Praying and hoping with and for you...

Allison (Ali) said...

YOu definately have my hope and prayers, as I have hope for myself.

Rixa said...

I have already been thinking about you a lot...

rebeccaeee said...

You bet. I will hold hope and certainty for you. Lightning will not strike twice. This baby will live. I will dare to say what you cannot bear to think. Come four weeks, we will be celebrating with all of you.

Taking Heart said...

Carrying a piece of your hope... and praying you through.

keldie said...

Never commented before, but I'm holding hope for you.

Erika P said...

I'm here too, Carol, hoping with and for you, keeping in my mind the image of you holding your living, breathing, healthy, new little one. I've been thinking of you a lot and will certainly continue to do so. And I need to email you - sorry to have been a bit out of touch.

xo

Christy said...

Here for you, too, Carol. Knowing it can and WILL all be good. Positively thinking, hoping, praying, wishing for excellent health and joy in this for you.
xxxooo
Christy

Jen said...

Carol, I am holding that hope with all of my might.

mama said...

My dear sweet friend.
This is my RSVP of HOPE!
Within my heart and soul, the hope is overflowing. In my own quiet way of prayer to the starz...I will ask them to bring you your sweet little babe, safely to your arms.

Positive vibes
Love
and
HOPE.

love you so much.
Erin

kris said...

Carol, I just need to come back to echo Sara and others. We will believe for you, but more importantly, we believe IN you...and we believe in that sweet life you are carrying. And we believe in Charlotte. Wherever she is, I know she is holding her brother or sister's hand until s/he is in your hands.

Melinda said...

Delurking to offer you all of my prayers, from now up until that sweet, pink, perfectly healthy baby is born (and beyond!).

Rika said...

RSVPing my hope. Wish I could be there in person to hold your hand and give you my hope in person. I check the blog everyday...seeing as my girls both came 3 weeks early, I figure you could be close.

xo

Rachel Elizabeth said...

Thinking of you and sending all the hope I can spare!

Unknown said...

Hi Carol,

I was just in Vermont with Kim and Reid Bryant-we all talked so highly of you. Of course I will hold hope for you. 7 months after baby taz I was in the park with Kim and our daughters when she told me your story. When my context of hope was really destroyed-the story of Carol and here two living children shined as a beacon.
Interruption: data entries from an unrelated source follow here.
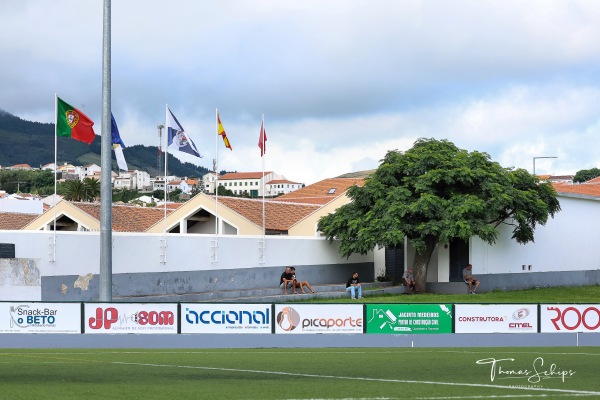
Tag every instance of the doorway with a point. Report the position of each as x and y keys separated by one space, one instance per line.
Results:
x=459 y=258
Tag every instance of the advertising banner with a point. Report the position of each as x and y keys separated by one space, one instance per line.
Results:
x=570 y=317
x=319 y=318
x=409 y=318
x=495 y=318
x=40 y=317
x=225 y=318
x=147 y=318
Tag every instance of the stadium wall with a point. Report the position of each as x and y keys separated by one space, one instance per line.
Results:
x=143 y=265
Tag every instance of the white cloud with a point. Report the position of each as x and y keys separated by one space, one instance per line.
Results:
x=340 y=83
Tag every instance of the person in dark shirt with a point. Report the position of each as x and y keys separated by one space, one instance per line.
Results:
x=287 y=280
x=353 y=286
x=300 y=284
I could not picture giving birth to Lucia but I could picture holding her at my 40th birthday which was 3 months later. And hold her I did and do. Even though I was a complete mental case during my last pregnancy I am jealous of the baby in your belly. So hang in there. The last weeks of my pregnancy I could only focus on being busy, exercising, and the only way I could sleep was listening to the hypno birthing cd. I'm not sold on hypno birthing but the cd made me fall asleep every time. Know there is hope, love, and light for you in Colorado.

With love of babies!

Lara

"I have had dreams and I have had nightmares and I conquered my nightmares because of my dreams"
-J Salk

after iris said...

I'm hoping, hoping, hoping with all my might.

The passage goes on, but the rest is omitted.